Report on Local Public Banking: Discussion

1:30 pm

Mr. Ed Farrell:

There are rules and limits within the regulations so there is an amount that we are allowed to lend for longer-term loans. Mortgages and most of the bigger business loans would be longer, five years plus loans. We are allowed to do 10% of our loans for in excess of ten years and we are able to do 20% of our loans for in excess of five to ten years. Post the recession and the financial crisis, credit unions are emerging and coming into that space. The representative bodies are helping credit unions into the mortgage and home loan space and into the small medium enterprise, SME, space as well but it takes time to develop expertise.
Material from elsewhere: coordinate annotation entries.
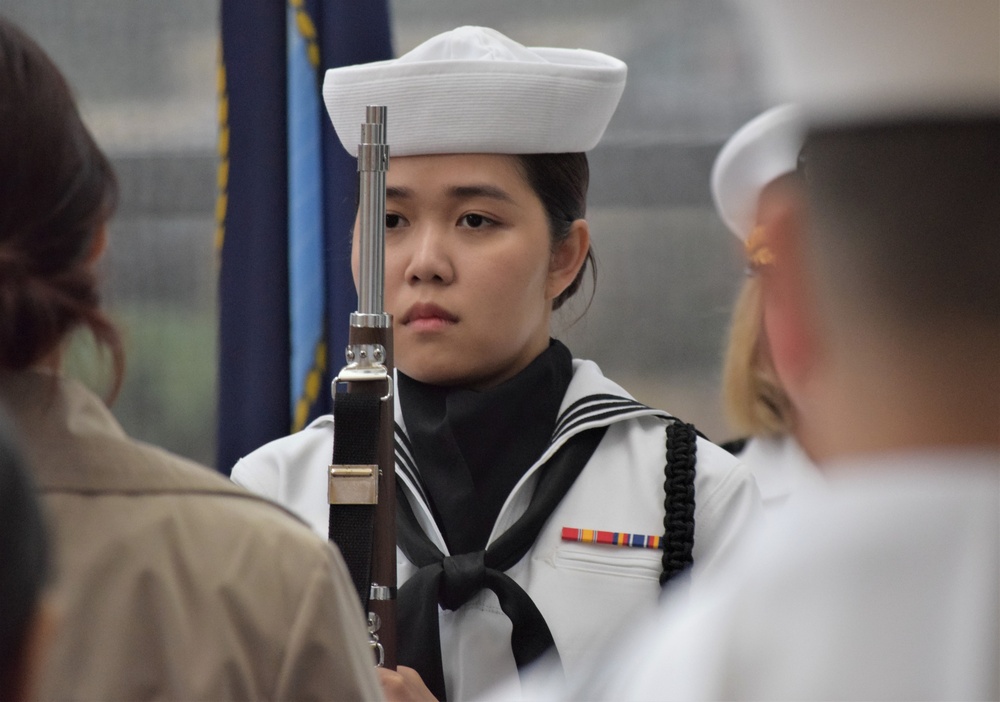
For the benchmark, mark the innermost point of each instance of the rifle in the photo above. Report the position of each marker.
(362, 479)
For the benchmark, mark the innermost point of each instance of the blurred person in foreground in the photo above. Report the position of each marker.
(171, 582)
(766, 397)
(886, 584)
(27, 617)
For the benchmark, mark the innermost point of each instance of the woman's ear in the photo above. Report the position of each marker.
(567, 258)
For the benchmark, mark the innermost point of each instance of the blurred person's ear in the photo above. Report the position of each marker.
(788, 294)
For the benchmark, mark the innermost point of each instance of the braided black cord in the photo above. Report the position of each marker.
(678, 487)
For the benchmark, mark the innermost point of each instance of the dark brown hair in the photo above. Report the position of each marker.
(906, 217)
(57, 192)
(560, 181)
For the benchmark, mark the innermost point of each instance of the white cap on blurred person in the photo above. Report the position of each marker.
(872, 60)
(763, 149)
(473, 90)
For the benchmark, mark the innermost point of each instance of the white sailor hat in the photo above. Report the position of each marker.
(473, 90)
(763, 149)
(876, 60)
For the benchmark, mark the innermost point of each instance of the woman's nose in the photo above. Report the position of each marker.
(430, 259)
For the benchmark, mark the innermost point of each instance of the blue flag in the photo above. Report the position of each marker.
(285, 212)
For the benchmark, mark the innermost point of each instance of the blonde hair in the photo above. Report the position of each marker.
(754, 401)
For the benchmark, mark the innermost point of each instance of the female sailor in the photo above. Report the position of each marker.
(532, 511)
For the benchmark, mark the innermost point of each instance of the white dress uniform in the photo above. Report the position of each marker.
(585, 591)
(883, 585)
(781, 469)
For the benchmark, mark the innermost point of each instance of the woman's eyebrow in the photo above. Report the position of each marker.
(398, 193)
(462, 192)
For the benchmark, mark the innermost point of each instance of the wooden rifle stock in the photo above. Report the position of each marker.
(370, 370)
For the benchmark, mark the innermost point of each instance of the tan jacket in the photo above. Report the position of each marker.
(175, 583)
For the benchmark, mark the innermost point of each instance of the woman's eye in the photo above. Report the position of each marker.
(475, 221)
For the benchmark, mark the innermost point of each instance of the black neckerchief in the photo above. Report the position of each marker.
(471, 447)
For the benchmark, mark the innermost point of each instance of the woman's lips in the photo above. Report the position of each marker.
(427, 317)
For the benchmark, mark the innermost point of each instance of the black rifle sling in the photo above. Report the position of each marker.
(356, 429)
(678, 489)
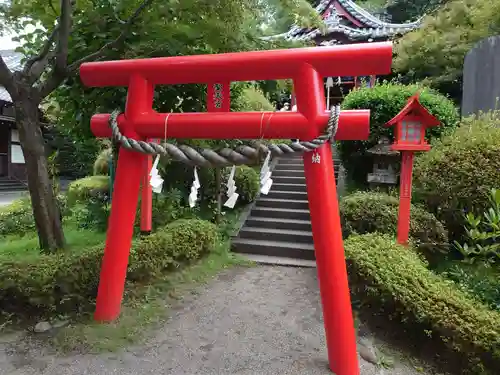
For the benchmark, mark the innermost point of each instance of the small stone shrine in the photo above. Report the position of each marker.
(384, 164)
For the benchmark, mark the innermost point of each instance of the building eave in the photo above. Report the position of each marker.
(376, 28)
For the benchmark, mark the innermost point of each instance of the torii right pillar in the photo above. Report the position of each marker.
(305, 66)
(327, 236)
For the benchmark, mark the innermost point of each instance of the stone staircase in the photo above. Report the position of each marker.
(10, 185)
(278, 228)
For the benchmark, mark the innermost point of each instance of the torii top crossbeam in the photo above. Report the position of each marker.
(242, 66)
(305, 66)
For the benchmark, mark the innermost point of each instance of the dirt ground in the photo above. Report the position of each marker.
(249, 321)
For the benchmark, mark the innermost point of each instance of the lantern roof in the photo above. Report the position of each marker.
(414, 108)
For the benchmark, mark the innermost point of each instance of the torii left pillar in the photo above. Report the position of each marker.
(305, 66)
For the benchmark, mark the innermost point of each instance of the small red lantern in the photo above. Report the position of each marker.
(411, 123)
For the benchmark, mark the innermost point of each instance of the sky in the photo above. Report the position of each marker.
(7, 43)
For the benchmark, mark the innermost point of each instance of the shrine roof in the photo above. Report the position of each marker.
(349, 19)
(415, 108)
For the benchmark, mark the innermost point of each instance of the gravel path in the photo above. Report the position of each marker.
(248, 321)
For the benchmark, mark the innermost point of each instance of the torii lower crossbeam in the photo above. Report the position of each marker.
(307, 67)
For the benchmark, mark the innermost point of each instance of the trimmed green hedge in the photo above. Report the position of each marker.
(80, 191)
(66, 282)
(368, 212)
(384, 101)
(396, 282)
(17, 217)
(460, 170)
(246, 179)
(101, 164)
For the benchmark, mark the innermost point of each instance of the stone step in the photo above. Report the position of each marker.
(273, 248)
(288, 179)
(288, 187)
(279, 194)
(279, 261)
(287, 167)
(278, 223)
(296, 161)
(301, 204)
(280, 235)
(280, 213)
(287, 172)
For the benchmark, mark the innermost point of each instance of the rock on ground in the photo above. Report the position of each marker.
(247, 321)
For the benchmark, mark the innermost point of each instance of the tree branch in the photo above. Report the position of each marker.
(104, 49)
(63, 39)
(58, 76)
(6, 76)
(43, 53)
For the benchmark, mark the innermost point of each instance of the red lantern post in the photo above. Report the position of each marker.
(411, 123)
(306, 66)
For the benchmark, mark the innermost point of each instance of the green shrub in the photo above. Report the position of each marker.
(247, 182)
(368, 212)
(167, 207)
(81, 190)
(481, 279)
(65, 282)
(483, 233)
(17, 217)
(101, 164)
(394, 280)
(246, 178)
(460, 170)
(92, 214)
(182, 241)
(384, 101)
(252, 99)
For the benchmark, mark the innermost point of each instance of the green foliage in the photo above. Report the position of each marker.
(247, 182)
(17, 217)
(483, 233)
(385, 100)
(101, 164)
(459, 171)
(246, 178)
(182, 241)
(93, 213)
(66, 282)
(436, 51)
(481, 279)
(394, 280)
(368, 212)
(167, 207)
(79, 191)
(252, 99)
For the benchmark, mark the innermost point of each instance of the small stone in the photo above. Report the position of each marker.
(367, 351)
(60, 323)
(41, 327)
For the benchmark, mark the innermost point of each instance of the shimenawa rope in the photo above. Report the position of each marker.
(245, 154)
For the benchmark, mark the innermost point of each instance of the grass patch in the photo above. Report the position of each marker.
(144, 307)
(27, 246)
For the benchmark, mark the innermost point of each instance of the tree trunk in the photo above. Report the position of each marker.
(43, 201)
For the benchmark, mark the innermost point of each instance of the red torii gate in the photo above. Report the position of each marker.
(306, 66)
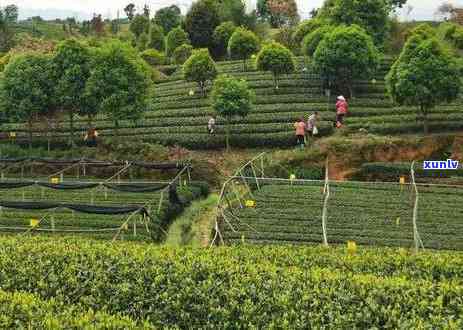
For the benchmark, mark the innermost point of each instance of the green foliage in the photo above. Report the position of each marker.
(371, 15)
(261, 288)
(182, 53)
(120, 83)
(200, 68)
(157, 40)
(168, 18)
(153, 57)
(140, 24)
(312, 40)
(231, 97)
(142, 42)
(346, 54)
(425, 75)
(277, 59)
(222, 35)
(304, 28)
(26, 87)
(175, 38)
(201, 21)
(242, 44)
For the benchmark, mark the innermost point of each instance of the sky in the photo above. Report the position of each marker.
(48, 9)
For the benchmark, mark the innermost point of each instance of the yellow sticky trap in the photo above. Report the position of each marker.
(250, 203)
(351, 247)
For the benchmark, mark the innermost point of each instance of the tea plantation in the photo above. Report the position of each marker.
(377, 214)
(176, 117)
(78, 282)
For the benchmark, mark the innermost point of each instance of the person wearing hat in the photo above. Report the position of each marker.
(342, 108)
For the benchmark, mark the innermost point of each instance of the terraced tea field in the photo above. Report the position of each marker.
(369, 214)
(176, 117)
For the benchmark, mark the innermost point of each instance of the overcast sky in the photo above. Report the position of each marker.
(422, 9)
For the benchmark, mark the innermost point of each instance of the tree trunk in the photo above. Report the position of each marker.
(425, 119)
(30, 133)
(227, 135)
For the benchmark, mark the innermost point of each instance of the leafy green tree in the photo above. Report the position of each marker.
(371, 15)
(306, 27)
(242, 44)
(222, 35)
(201, 21)
(200, 68)
(182, 53)
(168, 18)
(346, 54)
(72, 70)
(425, 75)
(231, 97)
(120, 83)
(174, 39)
(26, 89)
(277, 59)
(313, 39)
(143, 41)
(157, 40)
(139, 24)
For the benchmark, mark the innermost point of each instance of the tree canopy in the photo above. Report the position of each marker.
(346, 54)
(168, 18)
(231, 97)
(120, 82)
(200, 68)
(277, 59)
(242, 44)
(425, 75)
(201, 21)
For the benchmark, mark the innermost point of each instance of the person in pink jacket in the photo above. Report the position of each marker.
(342, 109)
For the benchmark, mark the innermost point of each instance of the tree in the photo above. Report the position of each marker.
(8, 17)
(201, 21)
(157, 40)
(371, 15)
(174, 39)
(140, 24)
(346, 54)
(222, 35)
(278, 12)
(182, 53)
(168, 18)
(26, 89)
(231, 97)
(200, 68)
(306, 27)
(120, 83)
(130, 11)
(242, 44)
(277, 59)
(425, 75)
(71, 64)
(313, 39)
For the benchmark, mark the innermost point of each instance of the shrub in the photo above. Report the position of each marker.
(153, 57)
(182, 53)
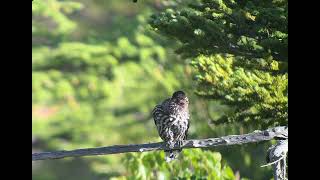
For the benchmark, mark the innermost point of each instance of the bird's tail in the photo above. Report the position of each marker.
(171, 154)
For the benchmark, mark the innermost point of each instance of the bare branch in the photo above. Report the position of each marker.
(256, 136)
(277, 155)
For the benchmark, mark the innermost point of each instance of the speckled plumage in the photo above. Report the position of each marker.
(171, 118)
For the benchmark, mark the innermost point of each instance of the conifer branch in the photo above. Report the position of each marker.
(256, 136)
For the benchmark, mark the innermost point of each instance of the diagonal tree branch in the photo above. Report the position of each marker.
(256, 136)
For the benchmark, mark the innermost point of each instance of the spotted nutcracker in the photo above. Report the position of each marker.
(172, 120)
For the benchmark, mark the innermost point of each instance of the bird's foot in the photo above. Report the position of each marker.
(179, 143)
(170, 145)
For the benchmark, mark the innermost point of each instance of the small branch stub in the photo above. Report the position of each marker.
(257, 136)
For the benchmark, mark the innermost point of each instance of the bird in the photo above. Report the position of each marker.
(171, 118)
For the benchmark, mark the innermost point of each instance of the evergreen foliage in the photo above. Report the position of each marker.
(239, 53)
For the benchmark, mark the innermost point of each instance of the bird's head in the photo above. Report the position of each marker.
(180, 98)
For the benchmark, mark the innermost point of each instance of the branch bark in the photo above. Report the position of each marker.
(256, 136)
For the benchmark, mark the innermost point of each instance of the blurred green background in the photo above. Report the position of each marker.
(98, 69)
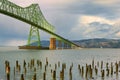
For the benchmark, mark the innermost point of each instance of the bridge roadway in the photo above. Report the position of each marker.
(31, 15)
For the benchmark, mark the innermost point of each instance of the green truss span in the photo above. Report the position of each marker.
(31, 15)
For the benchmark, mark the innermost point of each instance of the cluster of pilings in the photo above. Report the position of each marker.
(88, 71)
(58, 44)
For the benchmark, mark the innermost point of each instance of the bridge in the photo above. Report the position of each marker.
(33, 16)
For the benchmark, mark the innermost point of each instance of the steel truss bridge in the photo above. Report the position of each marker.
(33, 16)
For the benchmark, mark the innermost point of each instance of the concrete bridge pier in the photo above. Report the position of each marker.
(59, 44)
(52, 45)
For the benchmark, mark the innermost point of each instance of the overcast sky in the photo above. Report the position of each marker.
(73, 19)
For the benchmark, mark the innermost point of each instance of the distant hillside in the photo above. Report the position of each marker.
(99, 43)
(91, 43)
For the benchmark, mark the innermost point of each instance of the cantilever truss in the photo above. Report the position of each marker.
(31, 15)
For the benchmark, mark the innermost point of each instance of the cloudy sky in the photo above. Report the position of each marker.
(73, 19)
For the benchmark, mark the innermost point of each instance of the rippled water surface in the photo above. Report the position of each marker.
(68, 57)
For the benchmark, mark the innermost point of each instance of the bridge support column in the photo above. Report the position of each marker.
(59, 44)
(33, 36)
(52, 45)
(65, 45)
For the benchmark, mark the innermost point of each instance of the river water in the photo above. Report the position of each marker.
(69, 57)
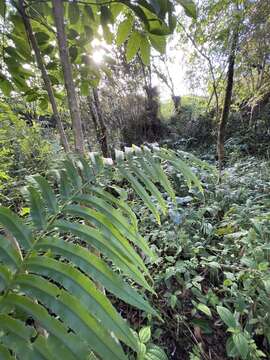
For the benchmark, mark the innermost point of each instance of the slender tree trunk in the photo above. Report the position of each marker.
(227, 102)
(45, 76)
(98, 121)
(74, 109)
(103, 141)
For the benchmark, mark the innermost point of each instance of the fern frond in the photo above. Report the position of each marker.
(48, 280)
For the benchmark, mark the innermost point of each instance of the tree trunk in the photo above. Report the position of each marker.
(103, 141)
(74, 109)
(45, 76)
(99, 125)
(227, 102)
(176, 103)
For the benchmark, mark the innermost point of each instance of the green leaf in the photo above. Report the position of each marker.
(231, 348)
(8, 253)
(3, 8)
(5, 354)
(15, 226)
(37, 211)
(145, 334)
(226, 316)
(47, 194)
(205, 309)
(154, 352)
(76, 348)
(77, 283)
(124, 30)
(117, 220)
(73, 12)
(117, 242)
(73, 314)
(145, 51)
(5, 85)
(241, 345)
(99, 271)
(158, 42)
(189, 7)
(105, 15)
(140, 190)
(133, 45)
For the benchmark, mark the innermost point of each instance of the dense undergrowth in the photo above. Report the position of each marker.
(212, 273)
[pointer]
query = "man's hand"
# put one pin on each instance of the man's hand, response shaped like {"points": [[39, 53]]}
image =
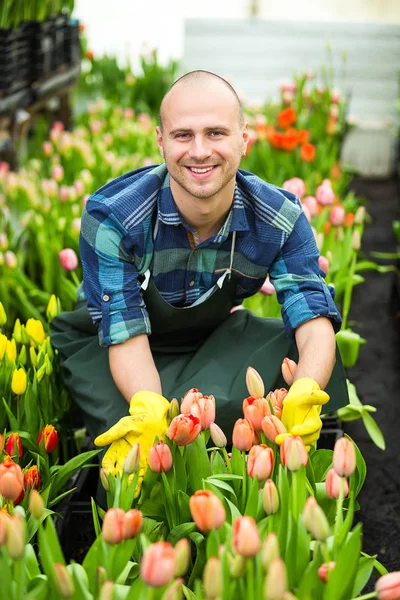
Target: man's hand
{"points": [[302, 409], [148, 419]]}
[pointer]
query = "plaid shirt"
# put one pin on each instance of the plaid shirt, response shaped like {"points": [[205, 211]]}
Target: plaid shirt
{"points": [[273, 237]]}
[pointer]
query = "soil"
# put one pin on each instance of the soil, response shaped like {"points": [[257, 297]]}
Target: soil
{"points": [[375, 314]]}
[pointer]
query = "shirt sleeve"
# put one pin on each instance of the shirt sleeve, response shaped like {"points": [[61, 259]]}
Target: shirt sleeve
{"points": [[299, 281], [110, 278]]}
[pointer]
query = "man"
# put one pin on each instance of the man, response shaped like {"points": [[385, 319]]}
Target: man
{"points": [[168, 251]]}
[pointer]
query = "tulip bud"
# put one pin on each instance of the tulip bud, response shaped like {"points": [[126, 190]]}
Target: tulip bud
{"points": [[132, 460], [217, 435], [333, 483], [270, 497], [182, 552], [36, 504], [158, 564], [254, 383], [18, 381], [245, 536], [315, 519], [63, 581], [344, 457], [276, 581], [207, 510], [243, 435], [213, 578]]}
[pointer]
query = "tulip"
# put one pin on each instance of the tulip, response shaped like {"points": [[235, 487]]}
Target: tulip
{"points": [[344, 457], [260, 462], [132, 460], [270, 497], [276, 581], [36, 504], [132, 523], [32, 478], [315, 519], [254, 410], [337, 216], [245, 536], [13, 445], [333, 483], [160, 458], [288, 370], [207, 510], [158, 564], [217, 435], [243, 435], [68, 259], [204, 410], [254, 383], [325, 569], [50, 437], [182, 552], [113, 528], [184, 429], [213, 582], [293, 453], [18, 381], [272, 426], [270, 550], [388, 586]]}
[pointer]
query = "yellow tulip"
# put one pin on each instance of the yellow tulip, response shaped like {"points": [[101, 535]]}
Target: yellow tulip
{"points": [[18, 382], [11, 350], [36, 331], [3, 315]]}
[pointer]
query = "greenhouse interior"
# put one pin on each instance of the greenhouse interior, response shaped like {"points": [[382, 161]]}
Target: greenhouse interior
{"points": [[185, 414]]}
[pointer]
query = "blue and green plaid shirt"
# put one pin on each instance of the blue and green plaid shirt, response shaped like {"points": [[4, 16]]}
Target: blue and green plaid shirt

Much of the expertise in credit assessment for mortgages and, more particularly, for business lending retired from the other players who got themselves into bother during the global financial crisis and the recession. We are all working hard to increase the amount of lending within the SME, home loan and mortgage spaces.

We have put proposals to the various Departments and to the Central Bank about centralised vehicles for both of those areas but they are not finding favour. We engaged with the Department of Business, Enterprise and Innovation and the Strategic Banking Corporation of Ireland but it has funds from other sources and it is not looking to collaborate with credit unions in the SME space. The Central Bank changed its rules for investment in centralised vehicles this year. It took the social housing piece on board but it did not take on board the concept of a central vehicle into which credit unions could invest money for onward lending from a centralised, more risk-managed position than individual credit unions, which by and large do not have the underwriting skills developed to the point where they feel confident enough to do the bigger SME lending on their own backs and putting all of the risk on their own balance sheets.

A centralised vehicle would be safer and would be a way of sharing risk, but the Central Bank has not endorsed that one. It is looking more to each individual credit union, which we feel is a slower way.